68 % of kids watch tv daily. out of 12 kids what is the probability that:
a. Exactly six kids watch tv daily
b. Six or less kids watch tv daily
c. Seven or more kids watch tv daily
d. Find the mean for the distribution
This is a case of binomial distribution
Prob(watching) = .68/100 = 17/25
prob(not watching) = 8/25
a) Prob(exactly 6 out of 12 watching)
=C(12,6)(17/25)^6(8/25)^6 = ....
b) prob(6 or less)
= Prob(exactly 1) + Prob(exacly 2) + prob(exactly 3) + .. prob(exactly 6)
= C(12,1)(17/25)(8/25)^11 + C(12,2)(17/25)^2(8/25)^10 + .. + C(12,6)(17/25)^6(8/25)^6
do the others the same way
hope you have a good calculator.
We can use excel for this. do you know how I would set it up in excel?
To find the probability for each scenario, you need to use the binomial probability formula:
P(X=k) = nCk * p^k * (1-p)^(n-k)
Where:
- P(X=k) is the probability of exactly k successes
- n is the total number of trials (in this case, the number of kids)
- k is the number of desired successful outcomes (in this case, the number of kids watching TV daily)

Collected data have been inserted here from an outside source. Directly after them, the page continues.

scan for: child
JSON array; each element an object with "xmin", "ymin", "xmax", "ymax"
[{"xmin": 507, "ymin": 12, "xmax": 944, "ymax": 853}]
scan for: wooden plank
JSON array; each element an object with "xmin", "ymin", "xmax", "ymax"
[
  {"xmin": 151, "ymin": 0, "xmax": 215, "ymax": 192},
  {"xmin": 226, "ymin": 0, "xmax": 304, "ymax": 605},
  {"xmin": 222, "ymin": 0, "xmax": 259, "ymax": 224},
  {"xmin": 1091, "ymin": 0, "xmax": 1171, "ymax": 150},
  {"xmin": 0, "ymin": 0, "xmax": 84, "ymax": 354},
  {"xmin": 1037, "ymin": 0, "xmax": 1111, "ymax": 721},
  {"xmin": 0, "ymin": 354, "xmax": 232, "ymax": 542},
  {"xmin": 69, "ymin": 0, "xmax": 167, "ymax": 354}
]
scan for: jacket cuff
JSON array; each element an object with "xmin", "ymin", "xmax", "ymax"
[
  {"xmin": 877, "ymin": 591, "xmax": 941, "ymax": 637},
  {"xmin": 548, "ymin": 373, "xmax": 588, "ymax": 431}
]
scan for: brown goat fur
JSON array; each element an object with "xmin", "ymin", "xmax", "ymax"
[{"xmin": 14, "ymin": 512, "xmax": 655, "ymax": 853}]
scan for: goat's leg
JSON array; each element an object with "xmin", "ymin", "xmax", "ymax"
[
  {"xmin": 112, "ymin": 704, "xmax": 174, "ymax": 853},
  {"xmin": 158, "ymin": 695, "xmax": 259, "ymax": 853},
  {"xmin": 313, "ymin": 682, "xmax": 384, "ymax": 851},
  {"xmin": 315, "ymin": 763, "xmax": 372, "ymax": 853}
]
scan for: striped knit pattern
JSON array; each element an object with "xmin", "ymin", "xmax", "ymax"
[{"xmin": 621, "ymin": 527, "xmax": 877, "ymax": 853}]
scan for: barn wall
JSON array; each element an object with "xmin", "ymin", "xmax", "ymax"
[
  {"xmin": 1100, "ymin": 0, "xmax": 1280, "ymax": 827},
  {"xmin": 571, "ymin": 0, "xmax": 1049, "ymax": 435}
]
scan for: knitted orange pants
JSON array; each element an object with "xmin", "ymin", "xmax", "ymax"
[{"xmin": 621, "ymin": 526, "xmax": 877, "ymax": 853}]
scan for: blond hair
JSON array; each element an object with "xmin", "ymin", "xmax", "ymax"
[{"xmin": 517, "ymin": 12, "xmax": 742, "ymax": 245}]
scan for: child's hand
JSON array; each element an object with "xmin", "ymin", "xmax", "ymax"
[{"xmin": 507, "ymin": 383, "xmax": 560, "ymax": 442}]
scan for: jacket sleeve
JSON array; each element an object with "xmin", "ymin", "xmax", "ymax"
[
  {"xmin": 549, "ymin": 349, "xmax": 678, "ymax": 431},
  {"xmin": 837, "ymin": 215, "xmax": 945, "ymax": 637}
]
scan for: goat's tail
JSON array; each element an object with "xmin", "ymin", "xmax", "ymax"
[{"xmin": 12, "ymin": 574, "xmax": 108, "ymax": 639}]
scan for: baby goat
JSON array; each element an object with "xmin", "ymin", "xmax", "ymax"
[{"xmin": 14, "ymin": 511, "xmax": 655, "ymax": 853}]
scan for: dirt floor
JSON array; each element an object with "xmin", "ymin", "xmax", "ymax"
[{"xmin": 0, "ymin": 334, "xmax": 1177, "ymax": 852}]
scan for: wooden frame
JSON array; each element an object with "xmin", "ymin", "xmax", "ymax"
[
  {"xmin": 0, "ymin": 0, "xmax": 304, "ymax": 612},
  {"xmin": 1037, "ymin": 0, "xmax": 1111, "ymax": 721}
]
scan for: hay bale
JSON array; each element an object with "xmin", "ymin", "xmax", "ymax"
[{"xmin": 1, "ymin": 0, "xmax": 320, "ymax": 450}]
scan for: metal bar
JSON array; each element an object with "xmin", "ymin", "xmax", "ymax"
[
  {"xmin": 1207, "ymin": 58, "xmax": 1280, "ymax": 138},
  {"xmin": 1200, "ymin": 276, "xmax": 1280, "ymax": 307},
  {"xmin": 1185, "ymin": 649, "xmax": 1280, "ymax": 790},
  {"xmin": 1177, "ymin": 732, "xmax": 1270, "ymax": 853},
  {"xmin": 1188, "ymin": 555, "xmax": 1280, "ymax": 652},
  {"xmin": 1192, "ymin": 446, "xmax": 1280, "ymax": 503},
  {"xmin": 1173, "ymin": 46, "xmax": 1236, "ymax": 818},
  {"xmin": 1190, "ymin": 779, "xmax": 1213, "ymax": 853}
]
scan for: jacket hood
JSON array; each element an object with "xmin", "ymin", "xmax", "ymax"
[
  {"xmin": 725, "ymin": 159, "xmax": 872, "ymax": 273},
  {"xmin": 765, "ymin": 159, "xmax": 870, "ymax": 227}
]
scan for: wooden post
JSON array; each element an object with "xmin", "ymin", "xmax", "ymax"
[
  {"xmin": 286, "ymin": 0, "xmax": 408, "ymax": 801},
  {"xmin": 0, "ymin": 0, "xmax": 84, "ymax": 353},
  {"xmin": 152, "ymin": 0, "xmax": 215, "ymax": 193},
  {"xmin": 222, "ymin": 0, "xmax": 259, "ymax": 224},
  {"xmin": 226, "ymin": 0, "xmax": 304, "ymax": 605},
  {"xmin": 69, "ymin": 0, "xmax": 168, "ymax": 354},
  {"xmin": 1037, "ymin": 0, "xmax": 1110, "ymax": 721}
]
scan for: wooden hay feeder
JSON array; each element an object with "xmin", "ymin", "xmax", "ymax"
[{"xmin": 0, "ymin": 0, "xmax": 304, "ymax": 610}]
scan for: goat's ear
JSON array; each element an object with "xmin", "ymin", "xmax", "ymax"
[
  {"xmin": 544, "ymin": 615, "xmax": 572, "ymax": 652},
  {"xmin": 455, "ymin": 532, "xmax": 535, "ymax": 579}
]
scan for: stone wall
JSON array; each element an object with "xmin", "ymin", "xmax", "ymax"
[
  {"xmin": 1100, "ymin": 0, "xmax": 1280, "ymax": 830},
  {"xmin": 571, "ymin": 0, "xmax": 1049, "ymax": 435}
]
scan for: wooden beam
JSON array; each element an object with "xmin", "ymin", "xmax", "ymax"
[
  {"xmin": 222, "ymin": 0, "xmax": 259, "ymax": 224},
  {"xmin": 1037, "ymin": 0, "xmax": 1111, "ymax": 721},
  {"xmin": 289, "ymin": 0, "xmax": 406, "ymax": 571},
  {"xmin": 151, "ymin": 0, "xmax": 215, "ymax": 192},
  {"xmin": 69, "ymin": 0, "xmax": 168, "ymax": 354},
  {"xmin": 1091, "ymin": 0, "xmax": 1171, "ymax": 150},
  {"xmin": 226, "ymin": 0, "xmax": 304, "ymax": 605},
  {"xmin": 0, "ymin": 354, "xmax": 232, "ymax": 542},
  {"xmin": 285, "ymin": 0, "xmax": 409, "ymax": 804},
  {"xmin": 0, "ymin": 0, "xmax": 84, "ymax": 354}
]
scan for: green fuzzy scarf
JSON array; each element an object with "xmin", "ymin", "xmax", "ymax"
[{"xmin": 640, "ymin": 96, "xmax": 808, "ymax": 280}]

- nCk (read as "n choose k") is the binomial coefficient, calculated as n! / (k! * (n-k)!), where ! denotes the factorial of a number
- p is the probability of success for each trial (in this case, the percentage of kids watching TV daily, which is 68% or 0.68)
- (1-p) is the probability of failure for each trial (1 - 0.68 = 0.32 in this case)
With that understanding, let's solve the given scenarios:
a. Exactly six kids watch TV daily:
Using the binomial probability formula, plug in n=12, k=6, and p=0.68:
P(X=6) = 12C6 * 0.68^6 * (1-0.68)^(12-6)
b. Six or fewer kids watch TV daily:
To find this probability, you need to calculate the probabilities of each scenario where k ranges from 0 to 6 (inclusive), and then sum them up:
P(X ≤ 6) = P(X=0) + P(X=1 ) + P(X=2) + P(X=3) + P(X=4) + P(X=5) + P(X=6)
c. Seven or more kids watch TV daily:
Similarly, to find this probability, you need to calculate the probabilities of each scenario where k ranges from 7 to 12 (inclusive), and then sum them up:
P(X ≥ 7) = P(X=7) + P(X=8) + P(X=9) + P(X=10) + P(X=11) + P(X=12)
d. Find the mean for the distribution:
The mean (expected value) for a binomial distribution is given by the formula:
Mean = n * p
Plug in n=12 and p=0.68 to calculate the mean.